SpaceX Options May Not Follow the Standard IPO Playbook

SpaceX options launched last Tuesday and have had some interesting volatility developments since then. As I wrote two weeks ago (SpaceX Options), options on new and much-anticipated IPOs tend to reflect the uncertainty of the underlying and are priced accordingly. Triple digit implied volatility results but soon fades as a price range is established and uncertainty decreases. Vol crush ensues.

Robinhood’s IPO is a great example. Options on HOOD began trading on 08/04/2021 at 215.1%; just 10 trading days later, it was down to 102.1%, a full 113.0 percentage points lower. Rivian’s post-IPO implied volatility followed a similar trajectory, opening at 179.6% and then falling to 100.1% 10 trading days later.

SpaceX options behaved more or less according to plan. On day one of options trading, implied volatility (30-day) was trading at 111.6%. After the initial rally in the underlying failed, SPCX IV fell to 86.2%, 25.4 percentage points lower. As of Monday’s close, it stood at 91.4%. Coupled with time decay, that represents quite a tax on traders who bought options early on.

However, and unlike most other IPOs, I suspect that SPCX implied volatility will remain elevated for two reasons:

1) The stock has very limited float. Float is the freely tradable portion of a company’s stock, excluding restricted shares held by insiders during lock-up periods. At just 4%, the SpaceX float is extremely low. Limited supply and strong demand can amplify volatility and make the stock more sensitive to large orders and news reports. As a result, SPCX implied volatility may be stickier to the downside than was the case with other IPOs that had higher float.

2) Daily SPCX price swings are not moderating, and the company’s valuation is still in flux. After spiking 19.4% on its first trading day, on June 22 SPCX declined 16.4% to $154.60, 23.4% lower than it’s close at its peak last Tuesday. As long as daily double-digit returns prevail, implied volatility should relatively high.

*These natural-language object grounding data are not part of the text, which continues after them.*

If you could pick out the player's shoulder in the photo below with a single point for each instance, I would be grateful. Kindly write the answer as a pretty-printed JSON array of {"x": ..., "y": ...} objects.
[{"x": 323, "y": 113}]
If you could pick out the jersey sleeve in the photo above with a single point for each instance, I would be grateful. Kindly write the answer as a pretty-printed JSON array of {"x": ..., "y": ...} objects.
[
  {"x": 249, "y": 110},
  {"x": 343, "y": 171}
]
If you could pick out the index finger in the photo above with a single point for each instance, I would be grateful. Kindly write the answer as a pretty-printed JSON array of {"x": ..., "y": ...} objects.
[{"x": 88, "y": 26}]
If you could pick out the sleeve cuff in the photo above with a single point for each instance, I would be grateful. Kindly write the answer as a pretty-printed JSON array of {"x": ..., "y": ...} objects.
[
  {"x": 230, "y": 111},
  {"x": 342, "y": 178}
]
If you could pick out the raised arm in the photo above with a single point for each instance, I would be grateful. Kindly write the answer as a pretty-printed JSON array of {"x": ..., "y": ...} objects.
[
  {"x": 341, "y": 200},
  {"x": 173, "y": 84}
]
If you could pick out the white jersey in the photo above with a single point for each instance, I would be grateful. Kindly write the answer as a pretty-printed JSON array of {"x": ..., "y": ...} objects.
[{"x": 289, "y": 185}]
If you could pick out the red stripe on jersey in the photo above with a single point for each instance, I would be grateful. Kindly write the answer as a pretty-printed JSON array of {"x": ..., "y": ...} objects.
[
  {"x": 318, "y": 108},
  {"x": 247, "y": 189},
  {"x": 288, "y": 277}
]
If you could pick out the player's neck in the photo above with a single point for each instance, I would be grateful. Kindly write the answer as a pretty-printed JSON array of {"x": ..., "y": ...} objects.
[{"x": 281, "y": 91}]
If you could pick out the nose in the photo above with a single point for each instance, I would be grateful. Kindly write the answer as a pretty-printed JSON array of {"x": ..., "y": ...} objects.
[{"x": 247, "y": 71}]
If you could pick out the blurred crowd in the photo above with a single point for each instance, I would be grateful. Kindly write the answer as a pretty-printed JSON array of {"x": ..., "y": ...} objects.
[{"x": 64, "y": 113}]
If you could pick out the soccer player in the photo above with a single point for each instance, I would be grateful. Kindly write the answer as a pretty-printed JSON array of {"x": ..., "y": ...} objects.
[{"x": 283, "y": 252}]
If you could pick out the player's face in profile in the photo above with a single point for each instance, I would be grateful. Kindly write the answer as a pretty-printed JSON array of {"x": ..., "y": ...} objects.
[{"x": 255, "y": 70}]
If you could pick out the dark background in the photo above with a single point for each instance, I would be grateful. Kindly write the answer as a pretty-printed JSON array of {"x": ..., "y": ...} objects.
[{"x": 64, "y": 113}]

Consequently, uncertainty is still rightfully high and SPCX options should remain relatively expensive until the situation changes. Of course, SpaceX has been trading for barely more than a week, so prices may consolidate as it fades from the news and establishes a trading range. In that case, SPCX implied volatility should gradually decline.

Trading Games

A grim joke on Wall Street goes something like this: a genie grants a trader one wish. Of course, the trader asks for tomorrow’s newspaper with every stock, bond, and commodity closing price, high and low, volume, etc. The genie then grants the wish and conjures up the newspaper. After spending the rest of the day and night researching tomorrow’s price action on his way to certain fame and fortune, the trader places all his orders. When he’s done, he decides to take a look at the rest of the paper. Unfortunately, along with tomorrow’s prices, he also notices his obituary. Twilight Zone anyone?

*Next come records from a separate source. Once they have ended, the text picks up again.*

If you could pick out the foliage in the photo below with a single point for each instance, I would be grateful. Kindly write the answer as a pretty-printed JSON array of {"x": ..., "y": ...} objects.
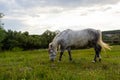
[
  {"x": 25, "y": 41},
  {"x": 35, "y": 65}
]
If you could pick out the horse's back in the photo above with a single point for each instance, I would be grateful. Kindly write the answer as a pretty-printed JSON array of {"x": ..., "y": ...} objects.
[{"x": 76, "y": 38}]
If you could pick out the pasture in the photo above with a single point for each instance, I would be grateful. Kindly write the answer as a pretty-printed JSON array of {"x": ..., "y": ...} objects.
[{"x": 35, "y": 65}]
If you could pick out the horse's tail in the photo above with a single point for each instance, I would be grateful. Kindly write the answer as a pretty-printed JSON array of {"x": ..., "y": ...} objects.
[{"x": 101, "y": 43}]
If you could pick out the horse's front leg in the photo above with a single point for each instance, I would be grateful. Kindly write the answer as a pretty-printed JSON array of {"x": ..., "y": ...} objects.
[
  {"x": 69, "y": 52},
  {"x": 61, "y": 53},
  {"x": 97, "y": 53}
]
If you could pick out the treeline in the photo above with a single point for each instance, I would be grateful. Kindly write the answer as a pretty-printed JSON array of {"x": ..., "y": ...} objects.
[{"x": 13, "y": 40}]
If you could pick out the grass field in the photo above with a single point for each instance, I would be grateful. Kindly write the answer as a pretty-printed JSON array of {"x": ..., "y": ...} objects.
[{"x": 35, "y": 65}]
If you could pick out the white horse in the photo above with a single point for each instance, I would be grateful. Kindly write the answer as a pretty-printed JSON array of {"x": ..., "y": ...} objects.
[{"x": 80, "y": 38}]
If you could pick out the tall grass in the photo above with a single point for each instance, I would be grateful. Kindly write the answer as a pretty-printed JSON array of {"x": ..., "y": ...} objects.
[{"x": 35, "y": 65}]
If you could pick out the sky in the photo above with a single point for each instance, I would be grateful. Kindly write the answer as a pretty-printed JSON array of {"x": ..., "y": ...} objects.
[{"x": 37, "y": 16}]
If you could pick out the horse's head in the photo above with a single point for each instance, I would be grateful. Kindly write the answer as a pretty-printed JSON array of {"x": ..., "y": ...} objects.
[{"x": 52, "y": 52}]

I thought of this when I read about Elm Wealth’s Crystal Ball Challenge, described below:

“Two years ago, we put that conjecture to the test. We called it “The Crystal Ball Challenge.” We staked 120 finance-trained adults with $50 each and handed them the front page of the Wall Street Journal – one day before publication, with any mention of market moves blacked out. In effect, we gave them what every trader dreams of: a working crystal ball. They could go long or short the S&P 500 and 30-year Treasury bonds, with leverage if desired. For example, shown Wednesday’s front page – reporting on Tuesday’s events – they placed their trades at Monday’s close and were closed out at Tuesday’s close, once the news had played out in the market. Each player got 15 trading opportunities, one front page per year from 2008 to 2022.”

The results were interesting. On average, the paid players broke even and about 1/6th went bust. 60,000 additional players staked with $1 million in play money did even worse.

Why? First, First, markets do not always react to news as expected. Unfortunately, the market isn’t always logical or consistent. Prices may already reflect the news, investors may focus on a different detail, or the market may simply ignore it. Second, since the traders believed that they had an insurmountable edge, the players used excessive leverage and poorly sized their trades. Since they picked the correct direction only about 50% of the time, their returns suffered, often disastrously. In short, they erroneously thought they had an edge and bet too big.

When AI models were instructed to trade like a typical wealthy middle-aged US investor, they did better in picking direction and ended up with higher nominal returns. But when the models were put up against professional investors, the results were more of a dead heat. On a nominal basis, the models won, but on a risk-adjusted basis, they came in second due to excessive leverage. Apparently, the professional investors knew better how to size and lever their trades in relation to their convictions.

Of course, the only real test would be against traders using real money and in real world conditions. Traders behave differently when their financial well-being or livelihoods are on the line. Regardless, the game’s broader lesson is clear: successful trading depends not only on how well you interpret the news but on how well you size and manage your trades. The latter is often mistakenly overlooked or paid less attention, with dire results.